Deadwood is best known as the town where Wild Bill Hickok was murdered. The first season assured us that Sheriff Bullock would take Hickok’s place as hero and avenge this Greek-tragic killing. As Bullock, Timothy Olyphant is the image of well-dressed, well-figured law. On the face of things, he’s a courtly, completely standard Western hero. Among the many crimes committed in the town of Deadwood, the strangest must be the stealing of the show by the villain.
The most distinguished creation by executive producer David Milch is an outlaw, Al Swearengen, played by Ian McShane. The Gem Saloon’s owner is a dyed-whiskered pimp and schemer, and a milky-eyed killer with a look of contempt that never softens, even in pity for business associates who can’t understand his many gambits. Swearengen is a lion presiding over less-bright jackals, and in this and other ways, he’s much like HBO’s Tony Soprano.
A villain becomes an antihero when we see how hard he works. Swearengen busts his hump, as Tony Soprano puts it. Both he and Tony had abusive childhoods. Recently, both of them almost died, Tony from a bullet, Swearengen from a bladder stone. Finally, both Tony and Al have meaner, crueler rivals to make them look more human. Tony has Johnny “Sack” Sacramoni. Swearengen has rival saloon keeper Cy Tolliver (Powers Boothe). Boothe, famous for playing silver-haired, nobly browed swine, demonstrates the rotten side of looking too handsome. Moreover, he has a fine hissing voice, like a rattlesnake sent to Harvard Law School.

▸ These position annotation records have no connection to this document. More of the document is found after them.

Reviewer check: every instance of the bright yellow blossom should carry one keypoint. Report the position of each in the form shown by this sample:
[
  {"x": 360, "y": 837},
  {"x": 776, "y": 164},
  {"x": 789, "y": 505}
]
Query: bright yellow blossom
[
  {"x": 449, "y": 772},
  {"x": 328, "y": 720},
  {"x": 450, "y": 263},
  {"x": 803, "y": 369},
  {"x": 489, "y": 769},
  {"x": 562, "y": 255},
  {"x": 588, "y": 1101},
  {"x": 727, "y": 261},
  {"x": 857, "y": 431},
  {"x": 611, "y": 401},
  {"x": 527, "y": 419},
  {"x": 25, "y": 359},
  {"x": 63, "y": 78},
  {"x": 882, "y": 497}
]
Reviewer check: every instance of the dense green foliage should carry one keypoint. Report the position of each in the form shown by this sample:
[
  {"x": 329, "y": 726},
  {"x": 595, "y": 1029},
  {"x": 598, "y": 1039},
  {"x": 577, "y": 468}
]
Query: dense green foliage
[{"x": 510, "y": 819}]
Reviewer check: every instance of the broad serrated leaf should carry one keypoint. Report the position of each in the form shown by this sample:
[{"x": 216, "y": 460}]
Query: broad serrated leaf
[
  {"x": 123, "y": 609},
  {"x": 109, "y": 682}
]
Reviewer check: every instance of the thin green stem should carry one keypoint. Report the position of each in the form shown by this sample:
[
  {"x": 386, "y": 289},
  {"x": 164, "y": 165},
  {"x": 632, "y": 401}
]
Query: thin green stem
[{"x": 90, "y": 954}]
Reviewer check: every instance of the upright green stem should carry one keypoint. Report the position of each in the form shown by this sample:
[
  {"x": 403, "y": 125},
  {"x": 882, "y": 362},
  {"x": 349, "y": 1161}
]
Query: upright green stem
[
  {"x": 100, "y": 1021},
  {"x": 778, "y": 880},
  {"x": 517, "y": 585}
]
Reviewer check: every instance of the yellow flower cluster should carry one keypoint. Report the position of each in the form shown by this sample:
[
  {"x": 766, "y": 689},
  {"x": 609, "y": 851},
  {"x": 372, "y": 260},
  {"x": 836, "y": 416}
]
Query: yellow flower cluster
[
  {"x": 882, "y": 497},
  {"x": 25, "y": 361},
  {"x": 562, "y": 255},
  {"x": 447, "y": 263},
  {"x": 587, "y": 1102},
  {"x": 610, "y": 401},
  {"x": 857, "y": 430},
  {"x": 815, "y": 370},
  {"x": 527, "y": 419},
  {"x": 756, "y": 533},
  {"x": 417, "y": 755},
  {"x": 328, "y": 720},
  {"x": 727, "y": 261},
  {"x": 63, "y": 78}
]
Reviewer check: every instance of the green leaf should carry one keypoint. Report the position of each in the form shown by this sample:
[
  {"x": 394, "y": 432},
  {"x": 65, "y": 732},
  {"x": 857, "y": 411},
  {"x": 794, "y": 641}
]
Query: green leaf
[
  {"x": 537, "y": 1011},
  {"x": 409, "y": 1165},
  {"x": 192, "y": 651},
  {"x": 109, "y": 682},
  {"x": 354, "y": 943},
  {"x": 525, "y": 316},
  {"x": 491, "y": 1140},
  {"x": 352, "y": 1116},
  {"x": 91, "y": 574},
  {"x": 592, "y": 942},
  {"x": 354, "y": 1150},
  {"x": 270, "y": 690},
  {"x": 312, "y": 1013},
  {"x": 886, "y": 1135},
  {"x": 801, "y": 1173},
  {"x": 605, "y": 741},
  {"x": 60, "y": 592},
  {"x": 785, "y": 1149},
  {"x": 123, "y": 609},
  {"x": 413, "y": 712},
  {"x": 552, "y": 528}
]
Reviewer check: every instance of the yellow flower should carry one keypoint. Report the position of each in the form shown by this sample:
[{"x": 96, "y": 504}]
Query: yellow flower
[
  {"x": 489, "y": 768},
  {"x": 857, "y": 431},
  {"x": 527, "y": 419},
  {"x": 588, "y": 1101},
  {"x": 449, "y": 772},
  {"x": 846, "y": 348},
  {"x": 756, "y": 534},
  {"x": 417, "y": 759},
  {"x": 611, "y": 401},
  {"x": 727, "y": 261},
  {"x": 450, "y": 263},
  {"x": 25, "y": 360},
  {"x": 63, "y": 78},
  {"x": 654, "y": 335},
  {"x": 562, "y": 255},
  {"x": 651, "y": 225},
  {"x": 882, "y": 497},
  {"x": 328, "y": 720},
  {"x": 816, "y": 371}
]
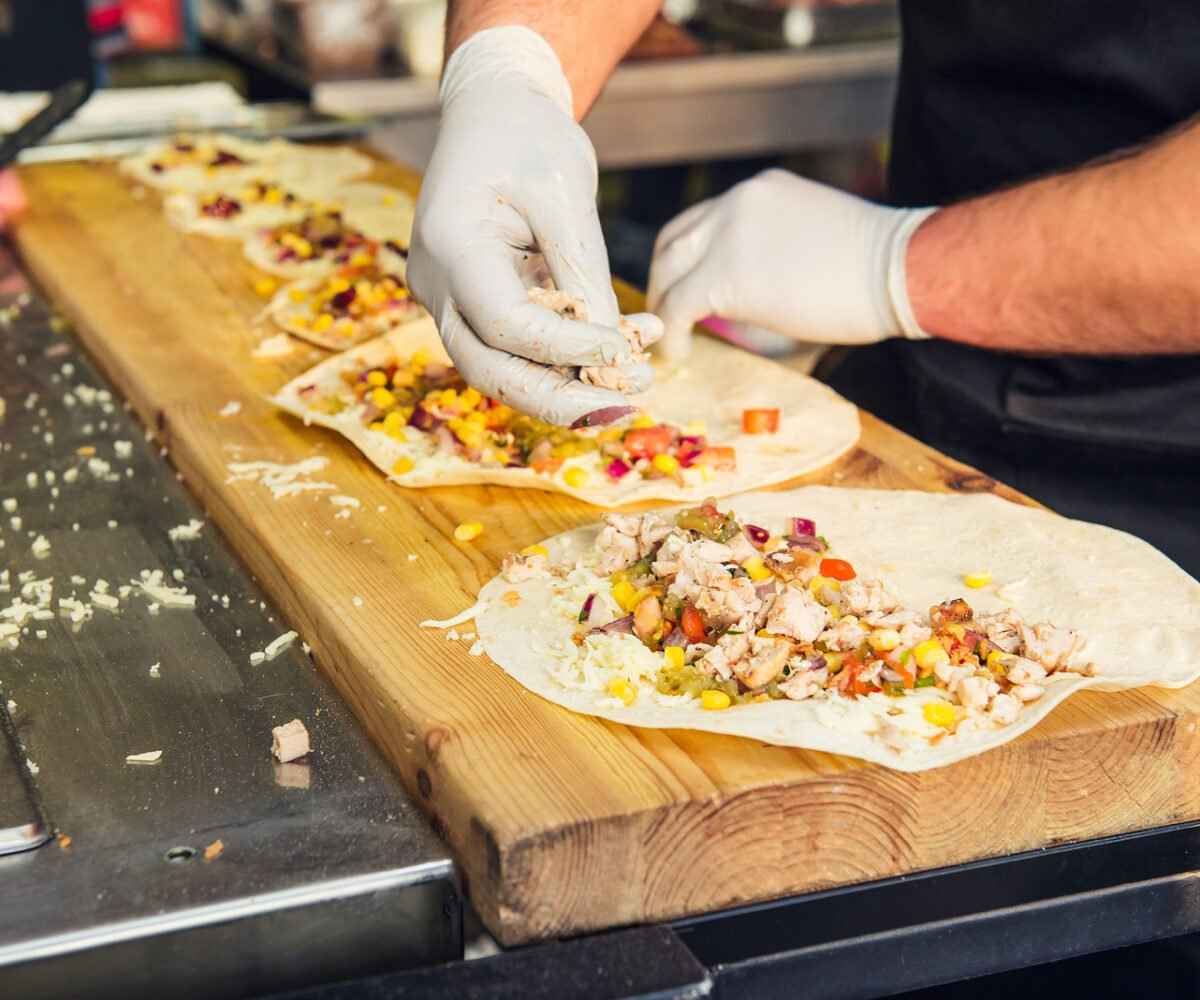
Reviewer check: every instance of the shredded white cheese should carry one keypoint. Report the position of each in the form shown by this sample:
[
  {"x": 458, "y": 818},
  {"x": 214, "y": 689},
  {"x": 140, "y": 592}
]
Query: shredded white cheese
[{"x": 189, "y": 532}]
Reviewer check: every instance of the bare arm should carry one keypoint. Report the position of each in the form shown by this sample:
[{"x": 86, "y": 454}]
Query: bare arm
[
  {"x": 1102, "y": 259},
  {"x": 589, "y": 36}
]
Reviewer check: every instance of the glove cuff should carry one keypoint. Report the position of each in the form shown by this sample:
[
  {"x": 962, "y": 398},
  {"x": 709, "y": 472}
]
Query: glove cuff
[
  {"x": 509, "y": 52},
  {"x": 898, "y": 274}
]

Throughout the second season of Deadwood, Swearengen consolidates his power, which is endangered by the new telegraph line out of town. Rival politicians seek to incorporate Deadwood into either Montana or the Dakotas. There’s a stranger in town who combines the worst qualities of venture capitalist and Jack the Ripper. And the wealthy miner George Hearst is lurking about. Hearst (William Randolph’s father) is an expert spoilsman, even by the exacting standards of the Gilded Age. Balancing the demands of these would-be empire builders, Swearengen must be both Al Capone and Plunkett of Tammany Hall.
In describing the creation of series and characters, David Milch, formerly of NYPD Blue, drops the names of Melville and Hawthorne; he also claims that Deadwood‘s nerveless doctor (Brad Dourif) is a lift from Joseph Conrad. Deadwood, though, is largely a species of improv. The New Yorker‘s Marc Singer describes Milch composing the dialogue on set, surrounded by hushed, seated interns: an “equal parts master class and séance.” Since the interns on the show are female, Deadwood gets credited scripts from an unusually large number of women writers. TV writing is still mostly a man’s profession, which may be a way of explaining why so much TV is unwatchable.
Writers love to scent themselves with brimstone. Milch claims his surgeon father operated on wise guys to keep them laid up, right at the time they were supposed to be testifying to Sen. Estes Kefauver. In addition to his struggles with booze and drug addiction, Milch says that on one occasion he illegally buried a dead man in Mexico. As he knows something about how dirty money gets refined by politics, Milch made his Western town a mirror of business corruption today.
Yes, no Western has cared so little about horses and skylines; but more importantly, no Western has been as serious as Deadwood about following the money.